In the meanwhile, “The Devil Wears Prada” has not even opened to the viewing public yet, but there appears to be no shortage of opinions surrounding this movie - and I’m not even referring to the acting (how bad could it be with Meryl Streep as the star?), but rather the eye candy - the fashions. It seems almost every fashion writer (worth her weight in Prada) has weighed in on just how successful (or not) Patricia Field was in her clothing choices for the movie’s characters.
In an article in Sunday’s New York Post, “The Devil is in the Details”, writer Danica Lo wrote, “The devil wears Prada and her assistant wears ...Chanel. That's just one of the many details leaving some top magazine editors flabbergasted when it comes to the accuracy of the highly anticipated film set to hit theaters Friday”. Well, I guess you can count me as one of those who is not “flabbergasted”. And as a former fashion assistant at Seventeen Magazine and Harper’s Bazaar (where I subsequently became a Senior Fashion Editor), I feel qualified to voice my opinion.

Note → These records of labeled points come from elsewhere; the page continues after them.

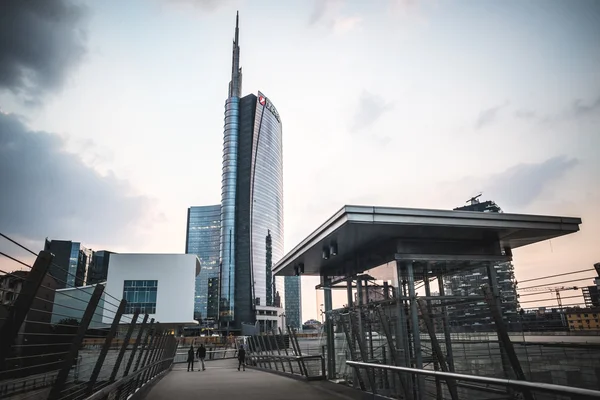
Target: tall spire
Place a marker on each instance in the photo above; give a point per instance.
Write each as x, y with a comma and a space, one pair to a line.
235, 85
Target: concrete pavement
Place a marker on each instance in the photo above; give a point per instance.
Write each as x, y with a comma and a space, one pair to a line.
222, 381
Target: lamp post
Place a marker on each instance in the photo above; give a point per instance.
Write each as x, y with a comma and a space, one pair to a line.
284, 316
322, 313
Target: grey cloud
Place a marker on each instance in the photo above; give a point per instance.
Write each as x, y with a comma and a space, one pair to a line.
370, 108
207, 5
488, 116
39, 43
525, 114
580, 109
522, 184
47, 191
321, 8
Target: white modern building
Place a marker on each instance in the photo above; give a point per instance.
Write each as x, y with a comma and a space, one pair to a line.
161, 285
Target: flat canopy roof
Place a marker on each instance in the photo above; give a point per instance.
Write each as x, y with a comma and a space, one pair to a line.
364, 237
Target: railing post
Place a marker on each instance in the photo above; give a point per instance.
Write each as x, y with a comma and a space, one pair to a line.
150, 356
90, 310
136, 344
285, 349
297, 351
144, 345
263, 345
437, 351
157, 354
278, 351
107, 342
126, 340
150, 347
503, 337
19, 311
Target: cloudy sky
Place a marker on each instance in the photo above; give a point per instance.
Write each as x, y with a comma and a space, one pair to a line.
112, 113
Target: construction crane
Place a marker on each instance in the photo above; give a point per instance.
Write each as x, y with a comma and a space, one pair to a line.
555, 289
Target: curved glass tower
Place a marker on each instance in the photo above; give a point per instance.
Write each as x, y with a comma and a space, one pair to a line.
228, 188
266, 192
251, 203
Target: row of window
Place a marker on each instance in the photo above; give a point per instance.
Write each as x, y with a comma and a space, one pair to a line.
144, 308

Ms. Lo quoted Diane Salvatore, editor-in-chief of Ladies’ Home Journal, "If I had an assistant who was dressed that well, I would assume she was involved in an online identity theft scam." The point being ( according to Ms. Lo), is that given an assistant’s lowly salary, she could never possibly look as good, be as well dressed, or stylish, as her highly paid boss. I beg to disagree. Actually, when I was an editor at Bazaar, there was a fashion assistant who wore Chanel (head to toe) on a daily basis, and whose boss also wore Chanel quite frequently. And may I add that this assistant managed to pull it off in a much more youthful, offhandedly stylish way. While I’m not suggesting that all assistants outshine their bosses, there certainly are cases (and not few and far between) where assistants have more personal style and savvy than their higher ups.
In addition, everybody knows that “dressing better” (whatever “better” is) is not a function of how much money one spends, or what designer label one wears. There are plenty of high ranking magazine editors (you know who you are) wearing the top labels and trends du jour, who still never seem to get it right. A young stylish woman clothed in H&M, vintage, or flea market finds has the ability to look as good if not better than her designer label clad boss.
And let me point out that even though fashion assistants don’t make a great deal of money, they are not exactly from deprived, low income households - some are even from families wealthy enough to buy and sell Conde Nast or Hearst if they wanted to. (Well, almost). Vera Wang was once a fashion assistant at Vogue (and she routinely flew to Europe to fill in her amazing wardrobe and buy her Fendi furs), and Tory Burch was a fashion assistant at Harper’s Bazaar. Need I say more?